Metadata-Version: 2.1
Name: jenn
Version: 0.1.0
Summary: Jacobian-Enhanced Neural Network (JENN)
Home-page: https://github.com/shb84/GENN.git
Author: Steven H. Berguin
Author-email: stevenberguin@gmail.com
License: UNKNOWN
Project-URL: Bug Tracker, https://github.com/shb84/GENN.git/issues
Description: # Jacobian-Enhanced Neural Network (JENN)
        
        Jacobian-Enhanced Neural Networks (JENN) are fully connected multi-layer
        perceptrons, whose training process was modified to account for gradient
        information. Specifically, the parameters are learned by minimizing the Least
        Squares Estimator (LSE), modified to minimize prediction error of both 
        response values and partial derivatives. 
        
        The chief benefit of gradient-enhancement is better accuracy with
        fewer training points, compared to full-connected neural nets without
        gradient-enhancement. JENN applies to regression, but not classification since there is no gradient in that case.
        
        This particular implementation is fully vectorized and uses Adam optimization,
        mini-batch, and L2-norm regularization. Batch norm is not implemented and,
        therefore, very deep networks might suffer from exploding and vanishing
        gradients. This would be a useful addition for those who would like to
        contribute. 
        
        The core algorithm was written in Python 3 and requires only numpy. However, 
        Matplotlib is required for plotting, some examples 
        depend on pyDOE2 for generating synthetic data, and example notebooks 
        require Jupyter to run. For now, documentation only exists in the form of a 
        [PDF](https://github.com/shb84/JENN/blob/master/docs/theory.pdf) with the 
        theory and [jupyter notebook examples](https://github.com/shb84/JENN/tree/master/demo) on the project website. 
        
        Jacobian-Enhanced Neural Net            |  Standard Neural Net
        :-------------------------:|:-------------------------:
        ![](pics/JENN.png)  |  ![](pics/NN.png)
        
        > NOTE: this project was originally called GENN, but was renamed since a pypi package of that name already exists.
        
        ----
        
        # Main Features
        
        * Multi-Task Learning : predict more than one output with same model Y = f(X) where Y = [y1, y2, ...]

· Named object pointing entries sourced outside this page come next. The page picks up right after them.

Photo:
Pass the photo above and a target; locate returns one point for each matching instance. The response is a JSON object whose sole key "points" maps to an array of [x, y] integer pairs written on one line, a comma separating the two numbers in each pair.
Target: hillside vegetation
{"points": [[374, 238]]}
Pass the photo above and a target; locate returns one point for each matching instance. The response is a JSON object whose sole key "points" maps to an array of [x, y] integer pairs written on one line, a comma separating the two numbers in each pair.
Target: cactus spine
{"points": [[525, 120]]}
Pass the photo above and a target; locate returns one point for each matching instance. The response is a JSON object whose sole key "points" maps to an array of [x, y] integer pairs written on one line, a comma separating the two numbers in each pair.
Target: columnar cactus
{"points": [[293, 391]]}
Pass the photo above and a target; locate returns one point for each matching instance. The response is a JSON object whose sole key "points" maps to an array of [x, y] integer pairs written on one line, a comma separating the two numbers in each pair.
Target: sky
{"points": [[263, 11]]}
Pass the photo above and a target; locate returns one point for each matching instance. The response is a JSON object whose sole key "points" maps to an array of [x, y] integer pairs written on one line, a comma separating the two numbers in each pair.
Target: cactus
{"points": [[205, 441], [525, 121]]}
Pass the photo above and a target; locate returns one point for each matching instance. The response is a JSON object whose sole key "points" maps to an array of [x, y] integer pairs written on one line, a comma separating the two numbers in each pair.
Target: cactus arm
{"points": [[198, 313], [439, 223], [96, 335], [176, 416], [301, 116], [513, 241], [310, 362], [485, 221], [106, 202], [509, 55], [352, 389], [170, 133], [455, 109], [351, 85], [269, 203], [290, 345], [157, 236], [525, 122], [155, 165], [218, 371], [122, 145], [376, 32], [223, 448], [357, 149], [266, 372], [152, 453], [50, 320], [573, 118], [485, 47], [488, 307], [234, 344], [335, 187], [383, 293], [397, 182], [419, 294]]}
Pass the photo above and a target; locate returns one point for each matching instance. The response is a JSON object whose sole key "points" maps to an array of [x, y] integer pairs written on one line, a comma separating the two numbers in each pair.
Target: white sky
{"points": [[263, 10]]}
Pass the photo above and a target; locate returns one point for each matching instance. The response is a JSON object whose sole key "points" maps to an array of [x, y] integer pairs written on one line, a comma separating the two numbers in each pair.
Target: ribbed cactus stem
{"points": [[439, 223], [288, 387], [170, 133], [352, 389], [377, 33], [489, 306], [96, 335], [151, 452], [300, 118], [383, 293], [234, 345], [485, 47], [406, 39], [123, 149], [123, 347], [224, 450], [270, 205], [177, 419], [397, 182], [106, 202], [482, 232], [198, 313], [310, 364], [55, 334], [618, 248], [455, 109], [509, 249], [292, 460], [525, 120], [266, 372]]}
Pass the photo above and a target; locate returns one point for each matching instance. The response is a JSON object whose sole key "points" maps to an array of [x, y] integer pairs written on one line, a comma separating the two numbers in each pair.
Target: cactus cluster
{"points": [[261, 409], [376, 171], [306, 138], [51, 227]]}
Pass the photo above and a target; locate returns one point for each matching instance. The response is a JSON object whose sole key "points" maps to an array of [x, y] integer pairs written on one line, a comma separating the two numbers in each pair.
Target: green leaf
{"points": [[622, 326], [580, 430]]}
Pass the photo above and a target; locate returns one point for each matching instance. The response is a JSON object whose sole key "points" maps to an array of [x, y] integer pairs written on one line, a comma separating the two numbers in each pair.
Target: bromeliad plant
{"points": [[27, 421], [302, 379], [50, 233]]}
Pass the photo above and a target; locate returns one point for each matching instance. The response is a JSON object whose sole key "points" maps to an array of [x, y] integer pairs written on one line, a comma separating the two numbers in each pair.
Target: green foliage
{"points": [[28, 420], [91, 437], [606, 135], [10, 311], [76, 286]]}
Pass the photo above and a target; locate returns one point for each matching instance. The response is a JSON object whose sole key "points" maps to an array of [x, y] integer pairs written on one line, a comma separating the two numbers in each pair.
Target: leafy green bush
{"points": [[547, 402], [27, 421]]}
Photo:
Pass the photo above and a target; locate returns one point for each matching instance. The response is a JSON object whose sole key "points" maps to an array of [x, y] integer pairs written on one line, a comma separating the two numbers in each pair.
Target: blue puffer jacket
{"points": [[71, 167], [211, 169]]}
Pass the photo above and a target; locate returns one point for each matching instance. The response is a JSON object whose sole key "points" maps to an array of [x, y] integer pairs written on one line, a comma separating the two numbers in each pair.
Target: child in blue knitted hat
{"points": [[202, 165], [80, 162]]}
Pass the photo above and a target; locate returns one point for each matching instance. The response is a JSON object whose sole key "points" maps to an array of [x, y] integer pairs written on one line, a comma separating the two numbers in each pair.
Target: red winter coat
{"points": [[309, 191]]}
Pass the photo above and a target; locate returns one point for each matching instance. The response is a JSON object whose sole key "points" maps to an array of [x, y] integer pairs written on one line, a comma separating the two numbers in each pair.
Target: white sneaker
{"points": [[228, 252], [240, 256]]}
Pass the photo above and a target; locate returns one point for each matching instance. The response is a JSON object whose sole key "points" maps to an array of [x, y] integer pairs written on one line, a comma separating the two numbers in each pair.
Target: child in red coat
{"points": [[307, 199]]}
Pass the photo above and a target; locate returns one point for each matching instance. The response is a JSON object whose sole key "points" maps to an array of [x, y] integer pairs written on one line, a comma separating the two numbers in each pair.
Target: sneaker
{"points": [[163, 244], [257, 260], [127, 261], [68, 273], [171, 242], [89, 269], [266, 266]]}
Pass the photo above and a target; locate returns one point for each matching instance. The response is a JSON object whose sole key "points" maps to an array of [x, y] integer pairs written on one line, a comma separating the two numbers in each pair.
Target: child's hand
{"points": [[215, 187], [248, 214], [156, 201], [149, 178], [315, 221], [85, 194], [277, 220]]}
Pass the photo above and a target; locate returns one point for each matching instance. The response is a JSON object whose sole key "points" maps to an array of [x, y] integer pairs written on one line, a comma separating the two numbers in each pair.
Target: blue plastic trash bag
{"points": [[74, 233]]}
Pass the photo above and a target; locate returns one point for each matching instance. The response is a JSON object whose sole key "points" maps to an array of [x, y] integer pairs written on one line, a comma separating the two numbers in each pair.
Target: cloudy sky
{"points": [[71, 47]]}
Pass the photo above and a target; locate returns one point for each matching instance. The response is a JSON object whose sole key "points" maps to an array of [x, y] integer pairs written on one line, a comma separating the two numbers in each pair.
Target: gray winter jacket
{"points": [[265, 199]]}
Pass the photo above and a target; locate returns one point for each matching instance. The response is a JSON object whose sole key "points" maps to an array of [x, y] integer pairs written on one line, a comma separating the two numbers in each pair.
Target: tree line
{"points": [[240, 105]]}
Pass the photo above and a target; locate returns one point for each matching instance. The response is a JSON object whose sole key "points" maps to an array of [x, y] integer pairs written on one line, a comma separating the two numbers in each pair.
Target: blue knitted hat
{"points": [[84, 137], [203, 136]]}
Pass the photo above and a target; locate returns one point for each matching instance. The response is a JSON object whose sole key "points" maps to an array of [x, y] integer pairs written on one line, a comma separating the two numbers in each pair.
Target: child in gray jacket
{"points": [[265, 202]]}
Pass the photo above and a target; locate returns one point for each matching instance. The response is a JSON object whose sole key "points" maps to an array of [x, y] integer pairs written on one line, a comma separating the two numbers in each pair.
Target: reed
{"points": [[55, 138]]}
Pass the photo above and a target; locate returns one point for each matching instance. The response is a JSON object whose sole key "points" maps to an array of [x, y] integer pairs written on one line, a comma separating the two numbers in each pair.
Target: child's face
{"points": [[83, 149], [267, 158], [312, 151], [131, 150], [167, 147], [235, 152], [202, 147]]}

        * Jacobian prediction : analytically compute the Jacobian (_i.e._ forward propagation of dY/dX)
        * Gradient-Enhancement: minimize prediction error of partials during training (_i.e._ back-prop accounts for dY/dX)
        
        ----
        
        # Installation
        
        # Users
        
            pip install jenn
        
        # Developers
        
        Clone the repo: 
        
            git clone https://github.com/shb84/JENN.git 
            
        From inside the repo, create a new conda environment for the project (called `jenn` by default): 
            
            conda env create -f environment.yml 
            conda activate JENN 
        
        Test that your environment is working by running unit tests. From the root directory of the repo, type: 
        
            pytest 
        
        All tests should pass. You should also try running the notebooks in `demo/` and the the usage example below. 
        
        > NOTE: If jupyter throws `ModuleNotFoundError: No module named` but the package is installed, 
        > then Jupyter might be running a different kernel then the one associated 
        > with your conda env. To fix this, add your conda environment as kernel so that it can 
        > be selected when running Jupyter: 
        >
            ipython kernel install --user --name=<env_name>
        
        ----
        
        # Usage
        
        **Checkout demo for more detailed tutorials in the form of jupyter notebooks**
        
            import numpy as np
            from jenn import JENN
            import pickle
        
            def synthetic_data(): 
                f = lambda x: x * np.sin(x)
                df_dx = lambda x: np.sin(x) + x * np.cos(x) 
        
                # Domain 
                lb = -np.pi
                ub = np.pi
        
                # Training data 
                m = 4    # number of training examples
                n_x = 1  # number of inputs
                n_y = 1  # number of outputs
                X_train = np.linspace(lb, ub, m).reshape((m, n_x))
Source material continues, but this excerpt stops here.